Revenge of the Fallen
(1) The supposed-to-be funny scenes between the ice-cream-truck duo (turned green and red cars) were not funny in a lot of scenes. They were actually more dragging especially towards the point when the final battle was happening.
(2) Megan Fox was all cleavage and butt.
(3) I didn't get the point of the piece of the Spark. If Sam would have gotten the encrypted message when he touched it, wasn't he HOLDING the Spark for 15 minutes-worth of scenes in the first movie? I think I have to see the movie again to understand it better.
(4) The Destroyer was built up in the trailer as something that the Autobots would have a really hard time destroying. But it didn't turn out that way.
(5) Weren't the Autobots supposed to "sense" the presence of Decepticons? In the very first scene for the Destroyer, Ironhide said, "He's here, I smell him." But why didn't Bumblebee sense that the girl who rode in his passenger seat with Sam (the "cheating on me" song scene) was actually a Decepticon?
(6) The underdeveloped roles of (a) the representative of the president who was thrown off the plane through a parachute; (b) the roommate; and (c) the new Autobots who just appeared in a few sequences only to be butchered by Megatron and his boys in Egypt. Getting an emsemble whose members have had characters in cartoon series (or comics) should be done in caution. Remember how Xmen 3 ruined it all for us.

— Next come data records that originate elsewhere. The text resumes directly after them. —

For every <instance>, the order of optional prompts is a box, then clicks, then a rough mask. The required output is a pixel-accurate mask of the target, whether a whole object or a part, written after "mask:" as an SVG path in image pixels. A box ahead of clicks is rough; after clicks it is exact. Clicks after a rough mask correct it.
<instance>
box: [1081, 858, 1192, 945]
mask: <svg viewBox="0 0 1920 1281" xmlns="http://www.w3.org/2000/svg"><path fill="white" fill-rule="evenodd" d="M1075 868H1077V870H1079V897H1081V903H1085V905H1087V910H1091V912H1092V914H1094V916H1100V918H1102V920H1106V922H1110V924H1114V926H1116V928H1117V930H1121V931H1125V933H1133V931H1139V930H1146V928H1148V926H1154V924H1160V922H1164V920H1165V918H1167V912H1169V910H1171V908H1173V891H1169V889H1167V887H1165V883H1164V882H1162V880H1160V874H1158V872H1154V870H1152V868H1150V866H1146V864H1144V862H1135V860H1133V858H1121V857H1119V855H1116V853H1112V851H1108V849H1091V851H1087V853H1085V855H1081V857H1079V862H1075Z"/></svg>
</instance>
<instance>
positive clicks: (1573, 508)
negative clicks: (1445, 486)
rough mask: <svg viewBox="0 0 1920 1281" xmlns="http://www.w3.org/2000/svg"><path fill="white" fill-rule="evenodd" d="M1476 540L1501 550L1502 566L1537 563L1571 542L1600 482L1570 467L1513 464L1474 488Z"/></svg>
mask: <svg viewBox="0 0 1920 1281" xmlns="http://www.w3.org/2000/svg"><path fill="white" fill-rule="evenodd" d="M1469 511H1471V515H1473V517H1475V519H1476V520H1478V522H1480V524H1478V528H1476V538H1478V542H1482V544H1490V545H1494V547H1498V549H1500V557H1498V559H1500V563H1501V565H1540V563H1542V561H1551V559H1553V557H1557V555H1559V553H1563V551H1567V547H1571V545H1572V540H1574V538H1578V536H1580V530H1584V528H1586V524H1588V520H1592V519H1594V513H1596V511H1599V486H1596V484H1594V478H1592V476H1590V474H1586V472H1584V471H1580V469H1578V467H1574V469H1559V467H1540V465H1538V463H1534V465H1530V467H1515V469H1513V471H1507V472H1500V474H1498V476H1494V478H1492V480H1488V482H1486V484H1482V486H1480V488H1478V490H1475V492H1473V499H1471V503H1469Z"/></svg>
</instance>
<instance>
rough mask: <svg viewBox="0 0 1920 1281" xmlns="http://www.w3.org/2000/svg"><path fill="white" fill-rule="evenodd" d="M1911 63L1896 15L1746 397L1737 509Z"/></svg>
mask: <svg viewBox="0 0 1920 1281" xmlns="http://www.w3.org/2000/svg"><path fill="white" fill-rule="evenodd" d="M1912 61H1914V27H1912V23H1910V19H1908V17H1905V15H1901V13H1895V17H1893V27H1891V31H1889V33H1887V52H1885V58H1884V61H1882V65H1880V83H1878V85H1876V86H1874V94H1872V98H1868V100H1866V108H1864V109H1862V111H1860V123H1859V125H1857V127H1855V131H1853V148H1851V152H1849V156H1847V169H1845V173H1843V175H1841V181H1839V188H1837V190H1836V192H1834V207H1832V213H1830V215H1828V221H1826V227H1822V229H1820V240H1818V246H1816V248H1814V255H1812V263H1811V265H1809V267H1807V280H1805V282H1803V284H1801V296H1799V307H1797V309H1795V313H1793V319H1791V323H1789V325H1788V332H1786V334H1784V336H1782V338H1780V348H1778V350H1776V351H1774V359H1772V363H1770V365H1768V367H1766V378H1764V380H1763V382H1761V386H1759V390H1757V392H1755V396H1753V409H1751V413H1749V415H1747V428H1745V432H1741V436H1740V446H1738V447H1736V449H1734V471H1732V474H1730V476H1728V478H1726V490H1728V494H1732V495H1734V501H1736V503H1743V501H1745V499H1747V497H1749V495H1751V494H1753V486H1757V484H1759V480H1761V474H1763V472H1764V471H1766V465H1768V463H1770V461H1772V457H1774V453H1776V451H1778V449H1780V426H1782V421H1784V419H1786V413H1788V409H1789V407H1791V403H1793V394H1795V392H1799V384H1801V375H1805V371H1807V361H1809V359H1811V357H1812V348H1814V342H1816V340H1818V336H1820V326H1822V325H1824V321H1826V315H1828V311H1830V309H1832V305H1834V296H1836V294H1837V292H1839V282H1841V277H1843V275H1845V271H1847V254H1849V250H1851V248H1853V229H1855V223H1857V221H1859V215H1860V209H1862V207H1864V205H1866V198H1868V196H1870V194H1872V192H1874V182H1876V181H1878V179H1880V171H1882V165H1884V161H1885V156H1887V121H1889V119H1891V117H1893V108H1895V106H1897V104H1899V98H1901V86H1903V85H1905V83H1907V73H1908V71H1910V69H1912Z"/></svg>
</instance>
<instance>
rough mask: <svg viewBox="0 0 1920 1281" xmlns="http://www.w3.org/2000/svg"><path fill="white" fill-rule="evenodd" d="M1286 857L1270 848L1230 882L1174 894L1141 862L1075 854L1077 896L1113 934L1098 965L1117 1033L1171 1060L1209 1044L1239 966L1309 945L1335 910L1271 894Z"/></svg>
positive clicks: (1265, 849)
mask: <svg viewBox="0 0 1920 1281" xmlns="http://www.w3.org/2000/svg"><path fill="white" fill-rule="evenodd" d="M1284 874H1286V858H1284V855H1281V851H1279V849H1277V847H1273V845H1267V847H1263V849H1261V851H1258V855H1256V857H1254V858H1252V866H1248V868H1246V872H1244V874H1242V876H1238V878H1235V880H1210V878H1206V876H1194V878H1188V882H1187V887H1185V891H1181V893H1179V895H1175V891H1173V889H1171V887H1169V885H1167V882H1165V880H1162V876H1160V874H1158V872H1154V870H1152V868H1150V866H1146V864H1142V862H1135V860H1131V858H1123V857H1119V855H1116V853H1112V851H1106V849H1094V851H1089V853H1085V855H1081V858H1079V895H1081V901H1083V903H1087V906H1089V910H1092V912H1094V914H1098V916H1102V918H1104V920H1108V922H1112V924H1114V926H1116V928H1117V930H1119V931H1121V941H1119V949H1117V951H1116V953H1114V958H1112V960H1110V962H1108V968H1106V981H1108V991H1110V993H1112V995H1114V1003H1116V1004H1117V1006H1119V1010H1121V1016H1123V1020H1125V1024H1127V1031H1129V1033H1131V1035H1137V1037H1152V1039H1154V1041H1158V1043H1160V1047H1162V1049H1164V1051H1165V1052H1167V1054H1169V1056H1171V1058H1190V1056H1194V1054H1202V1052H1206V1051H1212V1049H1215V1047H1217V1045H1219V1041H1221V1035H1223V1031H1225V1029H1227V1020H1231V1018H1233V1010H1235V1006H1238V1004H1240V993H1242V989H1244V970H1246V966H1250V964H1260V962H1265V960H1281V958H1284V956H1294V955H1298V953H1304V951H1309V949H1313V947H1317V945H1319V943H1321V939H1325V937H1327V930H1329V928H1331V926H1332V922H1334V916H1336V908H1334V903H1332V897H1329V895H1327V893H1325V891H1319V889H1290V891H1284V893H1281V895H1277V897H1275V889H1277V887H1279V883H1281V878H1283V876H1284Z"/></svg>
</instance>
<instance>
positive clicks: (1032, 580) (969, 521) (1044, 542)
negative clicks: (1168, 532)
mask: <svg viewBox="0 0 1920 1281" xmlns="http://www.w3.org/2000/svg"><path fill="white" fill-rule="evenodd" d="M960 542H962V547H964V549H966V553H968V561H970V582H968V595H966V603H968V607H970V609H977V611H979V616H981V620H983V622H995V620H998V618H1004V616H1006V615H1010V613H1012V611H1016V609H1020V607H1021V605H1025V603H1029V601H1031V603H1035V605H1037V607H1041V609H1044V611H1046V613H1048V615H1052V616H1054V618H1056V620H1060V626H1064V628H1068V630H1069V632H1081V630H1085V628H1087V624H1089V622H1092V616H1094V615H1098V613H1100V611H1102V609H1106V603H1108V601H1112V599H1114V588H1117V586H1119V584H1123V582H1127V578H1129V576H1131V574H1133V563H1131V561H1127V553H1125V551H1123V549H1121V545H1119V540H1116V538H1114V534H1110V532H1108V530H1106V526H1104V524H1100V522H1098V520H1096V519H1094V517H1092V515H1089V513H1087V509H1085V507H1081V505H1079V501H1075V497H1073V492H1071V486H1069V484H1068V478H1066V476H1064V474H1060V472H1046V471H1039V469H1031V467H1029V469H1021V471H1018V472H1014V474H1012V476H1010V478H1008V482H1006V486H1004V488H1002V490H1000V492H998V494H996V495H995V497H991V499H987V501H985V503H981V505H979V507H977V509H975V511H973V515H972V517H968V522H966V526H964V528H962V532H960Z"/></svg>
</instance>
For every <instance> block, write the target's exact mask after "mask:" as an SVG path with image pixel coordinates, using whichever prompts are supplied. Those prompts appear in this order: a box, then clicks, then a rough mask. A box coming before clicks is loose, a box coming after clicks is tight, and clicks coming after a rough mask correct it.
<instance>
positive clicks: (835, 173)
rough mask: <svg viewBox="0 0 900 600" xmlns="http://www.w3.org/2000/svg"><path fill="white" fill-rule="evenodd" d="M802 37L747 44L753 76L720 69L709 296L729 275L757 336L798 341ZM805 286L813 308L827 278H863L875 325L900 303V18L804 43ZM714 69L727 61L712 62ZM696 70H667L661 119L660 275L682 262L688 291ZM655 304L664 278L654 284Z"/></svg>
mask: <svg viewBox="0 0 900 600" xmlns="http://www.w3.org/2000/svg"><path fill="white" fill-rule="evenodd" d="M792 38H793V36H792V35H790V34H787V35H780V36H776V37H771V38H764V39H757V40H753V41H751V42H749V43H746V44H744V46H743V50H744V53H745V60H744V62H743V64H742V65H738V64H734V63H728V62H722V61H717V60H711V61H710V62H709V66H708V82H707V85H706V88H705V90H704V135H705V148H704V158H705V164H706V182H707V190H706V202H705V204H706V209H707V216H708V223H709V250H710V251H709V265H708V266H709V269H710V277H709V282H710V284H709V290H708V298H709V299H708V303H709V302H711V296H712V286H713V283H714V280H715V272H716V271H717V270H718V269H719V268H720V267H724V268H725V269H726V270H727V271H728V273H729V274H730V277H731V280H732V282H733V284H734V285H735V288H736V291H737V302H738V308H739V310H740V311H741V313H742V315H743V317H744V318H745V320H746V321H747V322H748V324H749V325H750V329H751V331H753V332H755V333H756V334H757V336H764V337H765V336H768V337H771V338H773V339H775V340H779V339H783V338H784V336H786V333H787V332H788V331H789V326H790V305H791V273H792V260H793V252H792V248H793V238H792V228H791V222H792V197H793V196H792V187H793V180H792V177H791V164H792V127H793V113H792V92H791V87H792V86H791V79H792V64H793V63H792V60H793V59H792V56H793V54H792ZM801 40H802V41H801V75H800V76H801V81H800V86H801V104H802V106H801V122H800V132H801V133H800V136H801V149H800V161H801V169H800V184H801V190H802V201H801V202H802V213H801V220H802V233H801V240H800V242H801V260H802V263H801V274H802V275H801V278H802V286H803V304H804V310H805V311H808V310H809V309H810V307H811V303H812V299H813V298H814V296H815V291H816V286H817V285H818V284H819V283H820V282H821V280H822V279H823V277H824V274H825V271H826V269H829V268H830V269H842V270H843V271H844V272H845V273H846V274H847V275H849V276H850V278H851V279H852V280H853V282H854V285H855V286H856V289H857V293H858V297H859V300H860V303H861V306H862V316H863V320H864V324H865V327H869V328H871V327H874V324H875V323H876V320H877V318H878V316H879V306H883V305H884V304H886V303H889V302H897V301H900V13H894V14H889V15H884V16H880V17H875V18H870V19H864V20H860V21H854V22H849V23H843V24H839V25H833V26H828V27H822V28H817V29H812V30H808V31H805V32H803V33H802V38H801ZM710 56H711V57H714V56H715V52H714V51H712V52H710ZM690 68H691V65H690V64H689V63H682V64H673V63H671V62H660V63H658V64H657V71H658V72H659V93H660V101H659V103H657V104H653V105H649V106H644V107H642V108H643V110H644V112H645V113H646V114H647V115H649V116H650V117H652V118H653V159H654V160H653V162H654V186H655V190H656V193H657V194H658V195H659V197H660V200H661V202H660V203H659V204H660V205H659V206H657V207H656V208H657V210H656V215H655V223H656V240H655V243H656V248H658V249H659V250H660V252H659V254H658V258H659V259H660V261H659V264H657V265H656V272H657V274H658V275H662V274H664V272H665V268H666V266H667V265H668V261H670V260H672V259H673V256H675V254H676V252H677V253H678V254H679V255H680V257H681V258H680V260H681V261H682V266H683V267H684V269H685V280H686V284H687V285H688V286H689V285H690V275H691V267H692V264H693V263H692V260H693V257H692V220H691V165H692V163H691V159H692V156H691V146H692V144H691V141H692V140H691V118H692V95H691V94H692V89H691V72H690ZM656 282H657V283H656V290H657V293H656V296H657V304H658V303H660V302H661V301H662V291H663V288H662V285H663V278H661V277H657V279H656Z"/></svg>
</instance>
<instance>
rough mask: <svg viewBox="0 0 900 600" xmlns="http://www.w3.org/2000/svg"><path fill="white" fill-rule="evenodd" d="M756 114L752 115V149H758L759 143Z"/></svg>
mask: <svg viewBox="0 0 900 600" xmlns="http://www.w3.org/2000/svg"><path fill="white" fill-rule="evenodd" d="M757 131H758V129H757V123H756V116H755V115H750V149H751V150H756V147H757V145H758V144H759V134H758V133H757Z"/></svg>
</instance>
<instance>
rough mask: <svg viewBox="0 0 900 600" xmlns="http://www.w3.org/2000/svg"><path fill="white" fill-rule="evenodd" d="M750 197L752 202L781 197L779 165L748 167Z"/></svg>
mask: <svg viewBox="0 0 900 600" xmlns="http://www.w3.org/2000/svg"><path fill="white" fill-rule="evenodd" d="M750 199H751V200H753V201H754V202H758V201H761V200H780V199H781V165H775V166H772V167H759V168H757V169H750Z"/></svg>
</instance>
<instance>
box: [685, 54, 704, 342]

(7) What happened to the little Decepticon who humped Megan Fox on her leg? Plus, the octopus-like Decepticon who hacked into the satellite wasn't the Fallen right? So what happened to him, still stuck to the satellite?
But there were some aspects I didn't expect, but were interesting to me:
(1) The return of John Turturro (not sure of the spelling).
(2) The casting of the Willy Wonka dwarf which was actually funny.
(3) The foul language. Black people language too. It was weird at first, but then so what.
(4) Sam's mom getting high.
(5) Sam getting that nasty painful wound on the neck towards the end. Ewww. But cool.
(6) The pirate Decepticon-turned-Autobot-by-choice. My brother and I call him "Lolo airplane". I hope they would've developed him more.
(7) The return of some of the original cast of the soldiers in the first movie. I liked it that way. There is a follow-through of the relationship built with the humans.
But with all its ups and downs, I still liked the movie, primarily because I am firm with what I was expecting prior to watching it. The presumption is, if you didn't like the movie, you must have expected something that the movie wasn't able to deliver. Do the critiques actually know what they are looking for?
My expectations were simple:
(1) The return of Megatron. I would not be happy with a Transformers movie without my favorite Megatron (partly because he's fierce and mean, partly because he's stupid that he never killed Star Scream when he should have had a feeling that Star Scream would eventually betray him sooner or later, and partly because Megatron is voiced by Hugo Weaving).
(2) Kick-ass fight scenes. Finally I saw Optimus fight that kind of fight -- before he "died" and upon resurrection. And Bumblebee with the putting-on-his-face-mask fight scene was actually good too. And all of those are thanks to the visual effects.
(3) The representation of the movie of how Transformers fans conceptualized the cartoon series when they were younger -- I always had the impression that Transformers is representing a parental presence in the life journey of its (child/adolescent) protagonists. The Autobots experienced life (and death of their planet) already, and they are guiding and working with humans so we won't make the same mistakes. What stands out is the relationship of Optimus to practically everyone who has ever watched Transformers prior to the movie. Optimus is the father figure in the absence of a good paternal influence in children's consciousness.
The movie resonated that kind of relationship, only that Sam now is not a kid as he was in the first movie, but a boy-turning-college-with-a-hot-girlfrien
(4) I expected to be entertained. To say wow at certain points, to feel antagonized because the characters are compromised, to laugh at the right moments. And I am contented with the level in which I got those. I paid to be entertained by my childhood robots. I don't expect them to present me with Hegel and Kant. But if the movie would do that, then it's a bonus (just like how the Dark Knight was an experience in itself). But I don't expect every movie to be that way. And the expectation of just being entertained for the moment allows me not to over-intellectuallize an experience that I want to be untarnished by the hegemony of artistic paradigms.
So for those who haven't watched it, I'm sorry to have spoiled some stuff. But go watch it still. It was worth my 160 bucks, popcorn, and Chai Tea Latte from Coffee Bean.